The popular beliefs about mountain people contain many misconceptions. According to fiction, the Hillman is a seven foot combination of malnutrition and bad breeding, asleep on his front porch with the dogs. His great bare feet, dangling off the porch, flap from time to time when flies get too pesky, but nothing awakens him except a hound’s salute to a stranger. Then he shoots up his astounding neck to its full length, ogles the visitor, and on his hunting horn blows a series of long and short blasts that means, “Hide yore still and oil yore guns; they air a stranger h’yar.” This feat of mountain mores is all the more remarkable because he can neither read nor write and indeed, cannot count well enough to enumerate his hogs, but must identify them by name. Should one be missing for a day or two, he musters all his kin down to second cousins and step-uncles and goes across the “mounting” for a feud. While the men folk shoot out one another’s eyeballs at artillery distances, the “chillern” go down in the valley and throw rocks, it being considered unmanly to kill women and children except in a fit of anger.
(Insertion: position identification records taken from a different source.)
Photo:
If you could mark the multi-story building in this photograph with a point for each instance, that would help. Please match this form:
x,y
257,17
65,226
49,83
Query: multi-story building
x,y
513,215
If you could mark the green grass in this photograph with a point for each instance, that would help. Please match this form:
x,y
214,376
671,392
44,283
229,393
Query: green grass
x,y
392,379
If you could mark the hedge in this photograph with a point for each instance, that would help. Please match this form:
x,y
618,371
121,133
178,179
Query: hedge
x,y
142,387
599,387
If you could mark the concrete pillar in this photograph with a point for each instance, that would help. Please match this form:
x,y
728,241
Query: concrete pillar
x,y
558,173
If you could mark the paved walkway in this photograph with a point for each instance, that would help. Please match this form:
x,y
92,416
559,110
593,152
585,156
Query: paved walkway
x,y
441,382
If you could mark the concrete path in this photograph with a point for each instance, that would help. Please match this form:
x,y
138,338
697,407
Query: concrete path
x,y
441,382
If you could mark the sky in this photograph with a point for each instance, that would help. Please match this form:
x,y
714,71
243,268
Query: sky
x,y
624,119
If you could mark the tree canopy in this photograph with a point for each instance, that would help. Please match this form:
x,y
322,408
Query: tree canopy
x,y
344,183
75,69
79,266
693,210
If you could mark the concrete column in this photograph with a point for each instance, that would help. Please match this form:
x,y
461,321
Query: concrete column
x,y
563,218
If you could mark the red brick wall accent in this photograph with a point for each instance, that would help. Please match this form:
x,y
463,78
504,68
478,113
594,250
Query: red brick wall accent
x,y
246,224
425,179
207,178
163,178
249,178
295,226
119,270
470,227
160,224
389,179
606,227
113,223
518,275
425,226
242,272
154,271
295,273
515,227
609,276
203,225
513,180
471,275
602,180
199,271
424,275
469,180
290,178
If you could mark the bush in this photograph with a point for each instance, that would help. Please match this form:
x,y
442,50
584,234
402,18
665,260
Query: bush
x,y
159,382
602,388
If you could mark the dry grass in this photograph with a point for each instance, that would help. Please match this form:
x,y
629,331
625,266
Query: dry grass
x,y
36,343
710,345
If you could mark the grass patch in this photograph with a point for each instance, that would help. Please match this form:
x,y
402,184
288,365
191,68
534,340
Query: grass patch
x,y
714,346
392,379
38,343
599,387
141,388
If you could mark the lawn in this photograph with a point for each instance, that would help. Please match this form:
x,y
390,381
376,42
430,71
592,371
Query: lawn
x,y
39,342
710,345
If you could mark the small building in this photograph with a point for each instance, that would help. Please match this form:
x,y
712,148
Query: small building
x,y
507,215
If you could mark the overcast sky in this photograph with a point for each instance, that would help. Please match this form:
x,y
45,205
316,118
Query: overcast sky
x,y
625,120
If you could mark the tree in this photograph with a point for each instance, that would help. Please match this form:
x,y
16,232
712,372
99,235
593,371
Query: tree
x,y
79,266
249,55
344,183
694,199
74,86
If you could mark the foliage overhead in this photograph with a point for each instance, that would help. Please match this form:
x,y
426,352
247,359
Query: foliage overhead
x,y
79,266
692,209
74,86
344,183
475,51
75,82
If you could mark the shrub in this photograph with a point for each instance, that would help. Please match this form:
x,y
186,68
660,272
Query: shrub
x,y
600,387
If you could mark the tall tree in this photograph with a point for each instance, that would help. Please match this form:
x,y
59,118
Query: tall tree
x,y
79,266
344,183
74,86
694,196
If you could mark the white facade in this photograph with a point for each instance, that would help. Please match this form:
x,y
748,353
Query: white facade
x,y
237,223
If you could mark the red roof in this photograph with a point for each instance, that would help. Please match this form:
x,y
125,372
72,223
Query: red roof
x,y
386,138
At the height of the fighting, the hog in question reels in, red of eye, and the feudists deduce that he was not killed at all, but merely knocked over somebody’s barrel of mash and subsequently went off down the valley hunting wolves. The patriarchs and their relatives regretfully suspend the fighting and repair to a clan stronghold for a square dance. Between sets they hold spitting contests in the moonlight or mournfully intone Elizabethan ballads in purest Shakespearean idiom. When every keg of white lightning has been emptied, each man gathers up a rifle that saw service earlier and followed by his twelve year old bride carrying a tub of clothes and two buckets of water walk nine miles up the holler to his cabin.
Downing such an exaggeration is not even necessary. In these hills, there really is rugged, homespun quality about these mountain folk. They appreciate a good pocketknife, a true rifle, and a cold-nosed hound. They look upon exceptional skill with an ax or a gun as an art. They take for granted an ability to “read sign” along creek banks, or to find a mule that has strayed in the woods.